CHAPTER XLIV

It has been necessary in an earlier chapter to notice the strange freaks madness will sometimes play. It was then the object to show how strong affections of the mind will recall an erring judgment to its true balance; but, the action of the counterpoise growing weaker by time, the disease returns, and reason again kicks the beam. Such was the old dowager's case: the death of her son recalled her to herself; but a few days produced relapse, and she was as foolish as ever. Nevertheless, as Polonius remarks of Hamlet,

“There is method in his madness;”

so in the dowager's case there was method—not of a sane intention, as the old courtier implies of the Danish Prince, but of insane birth—begot of a chivalrous feeling on an enfeebled mind.
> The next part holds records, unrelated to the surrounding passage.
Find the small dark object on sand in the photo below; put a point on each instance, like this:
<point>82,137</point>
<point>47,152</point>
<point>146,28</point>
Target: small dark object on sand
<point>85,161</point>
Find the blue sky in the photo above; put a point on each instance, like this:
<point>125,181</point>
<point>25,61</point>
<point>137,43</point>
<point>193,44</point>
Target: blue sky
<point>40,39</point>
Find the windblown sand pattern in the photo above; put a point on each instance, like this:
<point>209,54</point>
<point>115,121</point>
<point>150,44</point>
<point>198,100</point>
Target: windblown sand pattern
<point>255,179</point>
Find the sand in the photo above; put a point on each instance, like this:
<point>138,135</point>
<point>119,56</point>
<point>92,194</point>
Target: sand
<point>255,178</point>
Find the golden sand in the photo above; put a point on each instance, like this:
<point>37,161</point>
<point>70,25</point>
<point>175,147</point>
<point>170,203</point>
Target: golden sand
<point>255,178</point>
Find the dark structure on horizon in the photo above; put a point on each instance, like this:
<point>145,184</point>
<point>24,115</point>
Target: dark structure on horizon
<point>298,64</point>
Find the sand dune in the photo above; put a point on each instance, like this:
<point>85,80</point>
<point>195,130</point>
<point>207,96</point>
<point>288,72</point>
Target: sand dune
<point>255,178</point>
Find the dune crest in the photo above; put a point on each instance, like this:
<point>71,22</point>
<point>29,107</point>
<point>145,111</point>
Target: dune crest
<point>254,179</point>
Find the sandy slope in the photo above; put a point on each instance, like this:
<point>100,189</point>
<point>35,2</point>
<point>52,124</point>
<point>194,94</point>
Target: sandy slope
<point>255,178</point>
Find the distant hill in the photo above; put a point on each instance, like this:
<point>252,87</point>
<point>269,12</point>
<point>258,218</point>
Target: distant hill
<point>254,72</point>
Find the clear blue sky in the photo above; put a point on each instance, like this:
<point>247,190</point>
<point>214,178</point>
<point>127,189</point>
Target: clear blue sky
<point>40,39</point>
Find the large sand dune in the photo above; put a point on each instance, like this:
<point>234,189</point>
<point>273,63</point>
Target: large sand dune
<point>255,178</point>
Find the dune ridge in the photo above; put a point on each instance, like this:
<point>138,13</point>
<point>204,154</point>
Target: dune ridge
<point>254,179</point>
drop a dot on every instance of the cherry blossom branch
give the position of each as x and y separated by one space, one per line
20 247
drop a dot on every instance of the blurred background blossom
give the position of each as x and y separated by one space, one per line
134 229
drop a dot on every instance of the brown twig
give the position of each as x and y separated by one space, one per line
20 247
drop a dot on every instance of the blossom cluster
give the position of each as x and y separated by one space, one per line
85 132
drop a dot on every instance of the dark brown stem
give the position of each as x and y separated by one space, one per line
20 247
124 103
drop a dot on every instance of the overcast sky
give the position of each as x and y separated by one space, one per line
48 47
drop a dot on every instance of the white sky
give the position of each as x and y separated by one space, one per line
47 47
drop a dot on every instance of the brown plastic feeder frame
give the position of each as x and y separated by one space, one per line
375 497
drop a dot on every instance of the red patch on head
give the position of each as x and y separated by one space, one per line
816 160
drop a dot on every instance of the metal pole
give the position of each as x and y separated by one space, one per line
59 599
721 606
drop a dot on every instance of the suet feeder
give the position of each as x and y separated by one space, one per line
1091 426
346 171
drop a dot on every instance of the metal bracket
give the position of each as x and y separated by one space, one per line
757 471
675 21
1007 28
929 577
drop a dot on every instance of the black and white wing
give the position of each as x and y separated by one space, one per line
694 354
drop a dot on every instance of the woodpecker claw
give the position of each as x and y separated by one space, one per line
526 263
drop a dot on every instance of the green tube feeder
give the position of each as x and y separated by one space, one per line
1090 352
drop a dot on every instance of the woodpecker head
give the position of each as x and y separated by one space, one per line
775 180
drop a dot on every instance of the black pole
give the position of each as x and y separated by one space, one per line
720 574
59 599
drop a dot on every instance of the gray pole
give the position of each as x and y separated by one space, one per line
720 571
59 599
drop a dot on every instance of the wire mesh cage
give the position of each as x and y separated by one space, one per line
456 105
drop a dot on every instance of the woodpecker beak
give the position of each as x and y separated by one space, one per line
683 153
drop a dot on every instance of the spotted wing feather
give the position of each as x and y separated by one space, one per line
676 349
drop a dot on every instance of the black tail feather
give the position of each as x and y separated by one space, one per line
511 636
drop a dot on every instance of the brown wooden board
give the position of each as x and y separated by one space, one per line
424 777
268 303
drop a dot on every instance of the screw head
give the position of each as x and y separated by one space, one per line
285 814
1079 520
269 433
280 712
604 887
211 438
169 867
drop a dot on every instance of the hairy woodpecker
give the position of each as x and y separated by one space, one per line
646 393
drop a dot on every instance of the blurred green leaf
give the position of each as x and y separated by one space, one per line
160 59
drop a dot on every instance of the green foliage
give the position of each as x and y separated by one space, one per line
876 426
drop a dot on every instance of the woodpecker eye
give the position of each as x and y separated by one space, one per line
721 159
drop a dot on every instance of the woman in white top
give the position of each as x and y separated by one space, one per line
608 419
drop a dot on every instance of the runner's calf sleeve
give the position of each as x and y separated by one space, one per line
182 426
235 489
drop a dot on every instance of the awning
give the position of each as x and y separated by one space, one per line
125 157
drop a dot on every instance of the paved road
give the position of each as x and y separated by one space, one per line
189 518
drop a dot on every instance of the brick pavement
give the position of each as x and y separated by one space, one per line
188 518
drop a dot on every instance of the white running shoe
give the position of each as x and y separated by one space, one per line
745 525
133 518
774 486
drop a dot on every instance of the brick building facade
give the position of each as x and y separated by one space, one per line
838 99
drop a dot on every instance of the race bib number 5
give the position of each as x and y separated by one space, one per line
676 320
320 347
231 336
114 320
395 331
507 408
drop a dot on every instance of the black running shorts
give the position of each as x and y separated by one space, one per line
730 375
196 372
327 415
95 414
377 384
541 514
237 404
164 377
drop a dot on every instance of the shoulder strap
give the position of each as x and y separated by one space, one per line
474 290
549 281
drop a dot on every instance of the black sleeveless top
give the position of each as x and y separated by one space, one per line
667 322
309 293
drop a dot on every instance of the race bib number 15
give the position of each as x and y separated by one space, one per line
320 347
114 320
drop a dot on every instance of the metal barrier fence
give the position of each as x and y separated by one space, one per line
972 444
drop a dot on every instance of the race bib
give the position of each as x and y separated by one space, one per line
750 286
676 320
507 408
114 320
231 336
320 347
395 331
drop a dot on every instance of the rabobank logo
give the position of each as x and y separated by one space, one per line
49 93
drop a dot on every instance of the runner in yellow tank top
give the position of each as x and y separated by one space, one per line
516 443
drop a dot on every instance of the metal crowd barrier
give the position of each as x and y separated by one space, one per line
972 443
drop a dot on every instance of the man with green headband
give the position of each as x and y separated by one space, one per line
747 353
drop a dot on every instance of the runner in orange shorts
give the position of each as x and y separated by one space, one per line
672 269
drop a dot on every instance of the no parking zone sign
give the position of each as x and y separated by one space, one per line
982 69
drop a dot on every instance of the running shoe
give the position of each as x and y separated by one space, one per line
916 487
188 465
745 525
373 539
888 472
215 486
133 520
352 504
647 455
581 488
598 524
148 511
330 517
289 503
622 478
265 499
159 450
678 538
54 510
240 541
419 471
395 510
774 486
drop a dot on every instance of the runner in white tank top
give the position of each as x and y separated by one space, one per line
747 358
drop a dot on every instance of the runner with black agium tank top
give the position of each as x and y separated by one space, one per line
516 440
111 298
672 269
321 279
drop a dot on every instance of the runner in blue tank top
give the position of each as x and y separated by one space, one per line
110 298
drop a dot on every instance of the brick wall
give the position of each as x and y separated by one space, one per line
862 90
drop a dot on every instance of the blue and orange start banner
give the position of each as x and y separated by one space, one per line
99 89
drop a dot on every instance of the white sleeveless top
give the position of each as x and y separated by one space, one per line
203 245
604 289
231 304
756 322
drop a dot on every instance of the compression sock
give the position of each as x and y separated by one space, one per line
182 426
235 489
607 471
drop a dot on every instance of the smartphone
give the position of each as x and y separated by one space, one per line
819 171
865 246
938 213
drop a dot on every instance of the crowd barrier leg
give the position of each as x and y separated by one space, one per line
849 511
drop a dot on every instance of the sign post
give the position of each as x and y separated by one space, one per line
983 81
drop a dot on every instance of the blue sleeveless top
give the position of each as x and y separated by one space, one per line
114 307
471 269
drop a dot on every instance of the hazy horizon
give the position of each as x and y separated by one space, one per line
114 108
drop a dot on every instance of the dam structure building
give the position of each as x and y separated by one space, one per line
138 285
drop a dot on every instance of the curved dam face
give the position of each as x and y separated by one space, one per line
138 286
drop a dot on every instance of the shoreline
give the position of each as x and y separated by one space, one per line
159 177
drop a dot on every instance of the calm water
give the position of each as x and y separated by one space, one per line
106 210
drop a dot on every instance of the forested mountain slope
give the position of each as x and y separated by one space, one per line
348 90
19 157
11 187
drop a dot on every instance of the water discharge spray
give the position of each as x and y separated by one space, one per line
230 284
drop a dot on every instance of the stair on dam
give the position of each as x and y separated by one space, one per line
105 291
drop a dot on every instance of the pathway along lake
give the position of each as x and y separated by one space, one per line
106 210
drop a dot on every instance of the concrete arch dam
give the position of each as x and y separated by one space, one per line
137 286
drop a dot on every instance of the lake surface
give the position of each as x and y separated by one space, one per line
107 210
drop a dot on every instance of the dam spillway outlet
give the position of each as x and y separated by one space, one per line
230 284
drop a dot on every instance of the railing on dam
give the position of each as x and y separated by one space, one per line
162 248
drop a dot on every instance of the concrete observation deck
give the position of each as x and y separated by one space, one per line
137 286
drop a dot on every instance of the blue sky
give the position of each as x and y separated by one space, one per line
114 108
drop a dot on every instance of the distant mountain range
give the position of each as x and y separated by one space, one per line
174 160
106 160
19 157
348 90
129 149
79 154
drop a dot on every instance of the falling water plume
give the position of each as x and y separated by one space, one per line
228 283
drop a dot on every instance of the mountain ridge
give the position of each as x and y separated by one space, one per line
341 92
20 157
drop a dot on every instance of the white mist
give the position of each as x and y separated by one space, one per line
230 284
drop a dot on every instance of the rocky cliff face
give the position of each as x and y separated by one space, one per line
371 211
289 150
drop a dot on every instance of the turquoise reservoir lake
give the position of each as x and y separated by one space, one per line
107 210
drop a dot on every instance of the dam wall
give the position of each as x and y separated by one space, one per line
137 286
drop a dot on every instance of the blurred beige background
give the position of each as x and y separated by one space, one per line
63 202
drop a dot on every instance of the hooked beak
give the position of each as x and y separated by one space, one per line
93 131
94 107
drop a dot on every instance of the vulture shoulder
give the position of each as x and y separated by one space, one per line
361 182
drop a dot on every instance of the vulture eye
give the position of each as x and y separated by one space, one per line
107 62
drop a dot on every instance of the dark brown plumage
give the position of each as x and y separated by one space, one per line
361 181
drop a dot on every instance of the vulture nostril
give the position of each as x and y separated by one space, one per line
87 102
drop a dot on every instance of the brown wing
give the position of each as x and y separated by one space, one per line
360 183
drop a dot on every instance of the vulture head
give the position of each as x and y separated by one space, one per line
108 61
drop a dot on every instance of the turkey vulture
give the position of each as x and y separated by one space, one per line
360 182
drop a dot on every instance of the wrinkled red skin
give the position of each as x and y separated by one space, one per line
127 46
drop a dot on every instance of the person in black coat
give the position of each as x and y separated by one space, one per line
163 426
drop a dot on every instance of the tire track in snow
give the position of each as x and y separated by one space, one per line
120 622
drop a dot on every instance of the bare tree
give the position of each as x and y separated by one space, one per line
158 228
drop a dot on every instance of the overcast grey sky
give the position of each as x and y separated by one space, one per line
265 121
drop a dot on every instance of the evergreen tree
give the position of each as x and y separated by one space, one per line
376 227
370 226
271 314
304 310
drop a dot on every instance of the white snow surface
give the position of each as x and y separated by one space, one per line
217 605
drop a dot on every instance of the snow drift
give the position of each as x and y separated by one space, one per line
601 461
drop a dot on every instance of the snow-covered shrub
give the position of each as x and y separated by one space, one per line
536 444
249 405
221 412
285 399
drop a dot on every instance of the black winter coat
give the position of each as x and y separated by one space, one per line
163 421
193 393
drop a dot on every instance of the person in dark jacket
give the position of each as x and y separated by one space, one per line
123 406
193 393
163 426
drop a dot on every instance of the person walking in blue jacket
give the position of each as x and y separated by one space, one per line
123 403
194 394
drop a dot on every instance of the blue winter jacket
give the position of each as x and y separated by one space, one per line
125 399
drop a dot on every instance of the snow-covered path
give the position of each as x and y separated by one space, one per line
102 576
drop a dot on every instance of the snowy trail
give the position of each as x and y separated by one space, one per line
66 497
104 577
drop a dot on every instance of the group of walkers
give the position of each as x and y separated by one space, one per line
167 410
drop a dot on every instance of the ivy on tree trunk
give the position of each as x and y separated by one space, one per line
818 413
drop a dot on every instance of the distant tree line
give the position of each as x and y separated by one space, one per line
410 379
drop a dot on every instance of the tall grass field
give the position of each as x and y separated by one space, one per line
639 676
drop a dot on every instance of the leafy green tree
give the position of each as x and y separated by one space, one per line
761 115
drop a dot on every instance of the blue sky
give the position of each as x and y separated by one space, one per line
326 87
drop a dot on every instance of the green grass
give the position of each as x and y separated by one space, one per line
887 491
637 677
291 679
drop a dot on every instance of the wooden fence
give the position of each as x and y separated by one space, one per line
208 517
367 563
To make this clearly understood it is necessary to call attention to one other peculiarity of madness,—that, while it makes those under its influence liable to say and enact all sorts of nonsense on some subjects, it never impairs their powers of observation on those which chance to come within the reach of the un-diseased portion of the mind; and moreover, they are quite as capable of arriving at just conclusions upon what they so see and hear, as the most reasonable person, and, perhaps, in proportion as the reasoning power is limited within a smaller compass, so the capability of observation becomes stronger by being concentrated.

Such was the case with the old dowager, who, while Furlong was “doing devotion” to Augusta, and appeared the pink of faithful swains, saw very clearly that Furlong did not like it a bit, and would gladly be off his bargain. Yea, while the people in their sober senses on the same plane with the parties were taken in, the old lunatic, even from the toppling height of her own mad chimney-pot, could look down and see that Furlong would not marry Augusta if he could help it.

It was even so. Furlong had acted under the influence of terror when poor Augusta, shoved into his bedroom through the devilment of that rascally imp, Ratty, and found there, through the evil destiny of Andy, was flung into his arms by her enraged father, and accepted as his wife. The immediate hurry of the election had delayed the marriage—the duel and its consequences further interrupted “the happy event”—and O'Grady's death caused a further postponement. It was delicately hinted to Furlong, that when matters had gone so far as to the wedding-dresses being ready, that the sooner the contracting parties under such circumstances were married, the better. But Furlong, with that affectation of propriety which belongs to his time-serving tribe, pleaded the “regard to appearances”—“so soon after the ever-to-be-deplored event,”—and other such specious excuses, which were but covers to his own rascality, and used but to postpone the “wedding-day.” The truth was, the moment Furlong had no longer the terrors of O'Grady's pistol before his eyes, he had resolved never to take so bad a match as that with Augusta appeared to be—indeed was, as far as regarded money; though Furlong should only have been too glad to be permitted to mix his plebeian blood with the daughter of a man of high family, whose crippled circumstances and consequent truckling conduct had reduced him to the wretched necessity of making such a cur as Furlong the inmate of his house. But so it was.

The family began at last to suspect the real state of the case, and all were surprised except the old dowager; she had expected what was coming, and had prepared herself for it. All her pistol practice was with a view to call Furlong to the “last arbitrament” for this slight to her house. Gusty was too young, she considered, for the duty; therefore she, in her fantastic way of looking at the matter, looked upon herself as the head of the family, and, as such, determined to resent the affront put upon it.